A second point of complaint concerned a promotional DVD which questioned the reliability of other information being disseminated at the time by the Defend Council Housing group.

The ASA concluded the material “unfairly denigrated” the aims of the group, which campaigned against the housing transfer.

So, the DVD also attacked the Defend Council Housing group. But the more important thing is that the ASA have also picked up on the Tory claims of a £12M shortfall in funding due to a need to spend £60M in three years. Even after the Audit Commission and others had pointed out that the £60M figure was too high, or referred to a much longer period of time, the Tory councillors were still sticking to the £12M funding gap. It doesn’t exist! And yet again, the Council are finding that an august body has called them on the claims.

Crawley council said: “We’re baffled because everything was checked and approved by the relevant parties in line with government guidelines.”

I’m ‘baffled’ because the Labour councillors, Defend Council Housing and others had been asking them to clarify their figures for months before they were ignominiously dropped. The fact that they did not, and still have not, suggests that either they didn’t know what the basis for the £60M really was (and how it compared to the actual spend to meet the Decent Homes Standard), or they did but didn’t want to admit that it was incorrect.

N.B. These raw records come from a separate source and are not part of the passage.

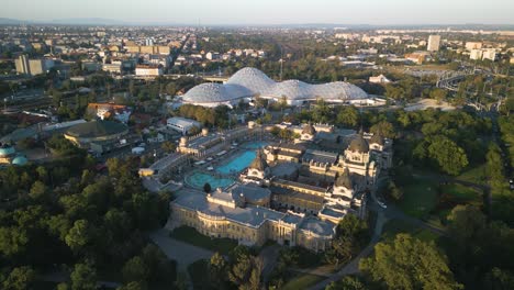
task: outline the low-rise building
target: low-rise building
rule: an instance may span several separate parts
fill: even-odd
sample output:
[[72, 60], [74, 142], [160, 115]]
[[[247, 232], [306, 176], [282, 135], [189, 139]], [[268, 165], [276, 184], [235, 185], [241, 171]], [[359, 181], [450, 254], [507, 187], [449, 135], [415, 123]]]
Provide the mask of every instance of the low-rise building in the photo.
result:
[[369, 77], [369, 82], [373, 83], [389, 83], [391, 80], [389, 80], [384, 75], [379, 75], [377, 77]]
[[137, 65], [135, 72], [139, 77], [158, 77], [164, 75], [163, 68], [156, 65]]
[[180, 132], [182, 135], [188, 134], [192, 129], [201, 129], [202, 124], [191, 119], [174, 116], [166, 121], [166, 125], [172, 130]]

So did they lie, or can’t they add up? And the people of Crawley elected more of these muppets to run the town in May.

Overheard at the count

Now we can get the tenants back

From a senior local Tory, when they knew that they had a concrete majority on the Borough Council.

Now, I heard this second (or even third) hand. But I trust my source, and I think that the quote is entirely likely from the person I was told it came from.

Still, it matters more what they do than what they say. So, what will the Tories do for the tenants?

Political Lies

In the last edition of the Crawley News, a letter appeared from a Walter Shuttleworth which alleges that John Mortimer ‘vehemently supported’ the transfer of housing.

At best, Mr Shuttleworth is seriously misinformed, because John Mortimer has always taken the exact opposite stance, along with five other Labour councillors. At worst, Mr Shuttleworth is a liar. I expect that it is the former that is the case, although how anyone who has taken an interest in the housing issue over the past few years could have arrived at the conclusion that Cllr Mortimer did anything other than oppose transfer is beyond me.

I’m even more perplexed that Richard Symonds, normally a man who has an idea of what is going on, has repeated the allegations…

Ignorant and Misinformed Part 2

I thought that one central tenet of the Conservative Party approach was that whatever they are, they should be competent. After all, they represent the managerial classes, the business-owning classes, the people who run the economy, more than any other party in the UK.

So it must gall them when they look really stupid.

For example, this week’s Crawley News has a ‘leaked email’ containing the words of Brenda Burgess, Executive Member for Housing.

Michael Barrett, one of the Defend Council Housing campaigners had asked some fairly direct questions about the financial case for transfer in November. He’d been told that a response would come later. By the January 10th meeting, no answers had been forthcoming, and so he asked them again.

Brenda’s response was that answers would come later, which was not particularly well received.

The email, from the same day contains:

Mr B also said something about a blackhole for either revenue or capital. Any idea what he’s talking about? I was not prepared to ask him or answer any of his questions. No point. I just listen

I think (and I could be wrong) that the ‘blackhole’ that ‘Mr B’ referred to was the £12M deficit that the Tories kept telling us about (and continued to after they lost the vote). If the person in charge of the Housing Department and leading the transfer process doesn’t know what he’s talking about, that is massively worrying.

That she sees no point in dialogue with a member of the public speaks volumes. In May, the Tories won the council with, amongst others, a pledge to be ‘inclusive’ and create a new culture where ‘everyone is welcome’. Sure. As long as you don’t ask awkward questions though, eh?

Councillor Burgess has said she will not resign.